The number that spells the word has a couple of zeroes in it.

Multiply 7257 by 69. Then add 28. Then flip your calculator upside down.

HarHarVeryFunny 3 months ago

Is this still a thing?

I remember doing this c.1974 when the affordable Sinclair Scientific calculator came out, since it was such a novelty to have a calculator.

borbulon 3 months ago

No “boobless” as a shout out to us gen X kids??

ivolimmen 3 months ago

Even more fun than spelling words is to actually calculate with them. lol + lol = hihi And it makes sense...

butz 3 months ago

I remember some old puzzle book, where equation was given to type into calculator and it would provide answer to a given question.

That gives me idea of "encrypting" a poem where each operation gives you next word.

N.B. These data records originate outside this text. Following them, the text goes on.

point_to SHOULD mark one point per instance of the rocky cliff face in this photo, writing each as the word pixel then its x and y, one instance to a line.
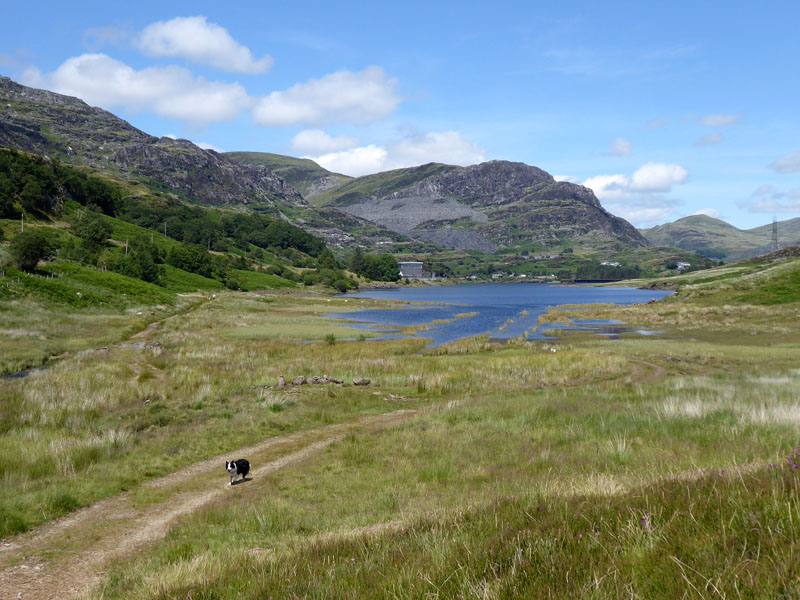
pixel 492 205
pixel 54 125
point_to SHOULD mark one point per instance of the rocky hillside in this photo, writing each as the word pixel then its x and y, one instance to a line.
pixel 493 205
pixel 305 175
pixel 715 238
pixel 54 125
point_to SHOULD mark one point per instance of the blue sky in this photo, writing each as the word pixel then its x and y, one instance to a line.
pixel 664 111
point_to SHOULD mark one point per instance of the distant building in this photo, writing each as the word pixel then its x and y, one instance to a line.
pixel 412 270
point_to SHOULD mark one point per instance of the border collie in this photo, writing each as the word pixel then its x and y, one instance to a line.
pixel 237 467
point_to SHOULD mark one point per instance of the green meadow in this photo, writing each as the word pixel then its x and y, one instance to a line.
pixel 659 466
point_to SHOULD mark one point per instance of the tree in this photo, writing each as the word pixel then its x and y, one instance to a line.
pixel 32 196
pixel 28 248
pixel 357 261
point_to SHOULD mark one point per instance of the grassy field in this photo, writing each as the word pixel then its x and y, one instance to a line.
pixel 644 467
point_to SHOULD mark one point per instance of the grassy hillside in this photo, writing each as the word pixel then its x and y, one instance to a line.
pixel 304 174
pixel 717 239
pixel 648 466
pixel 379 183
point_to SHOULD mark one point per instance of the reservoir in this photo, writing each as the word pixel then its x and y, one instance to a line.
pixel 503 310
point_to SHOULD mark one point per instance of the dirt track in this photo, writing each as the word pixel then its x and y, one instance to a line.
pixel 68 557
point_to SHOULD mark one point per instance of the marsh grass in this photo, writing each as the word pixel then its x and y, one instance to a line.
pixel 517 458
pixel 511 496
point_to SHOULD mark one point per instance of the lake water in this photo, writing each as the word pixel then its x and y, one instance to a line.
pixel 504 310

smallstepforman 3 months ago

Its missing 5038 aka BeOS, there is even a song about it …

Axsuul 3 months ago

Missing "Boobless"

robertclaus 3 months ago

Took me a minute to figure out why some had decimal points.

Dwedit 3 months ago

Not all calculators are restricted to a 7-segment display.

griftguru 3 months ago

Goofy 10-year old mode activated:

We are missing boobless 55378008

TrnsltLife 3 months ago

With some creative squinting and the risk of some ambiguity, you can get additional letters by using digraphs and trigraphs:

9 = G

6 = q

10 = a

21 = R

14 = N

17 = U/V

111 = M

177 = W

langcss 3 months ago

No “blog”? (6018)

luluthefirst 3 months ago

I wish they had used a calculator font then

thefz 3 months ago

"Lossless" too

moribvndvs 3 months ago

no boobless but definitely got Goebbels, eh? :-/

  • PUSH_AX 3 months ago

    You’ve made me wonder if {word}less and it’s vast number of understandable variants, are actually official words? I assume not.

    • moribvndvs 3 months ago

      Is Goebbels in the dictionary?

      • PUSH_AX 3 months ago

        It's not in /usr/share/dict/words, at some point in OPs list the words start alphabetically again so I think there is another list being used.

smokinjoe 3 months ago

this is like the rosetta stone for 11-year-old me

gmiller123456 3 months ago

Without reading the article, I'm guessing this needs the NSFW tag.

ustad 3 months ago

And what about all the words/phrases you can spell with the calculator upside down? for example : 7.1077345

  • russelg 3 months ago

    Many of the words on the list (if not all) require the calculator to be upside down.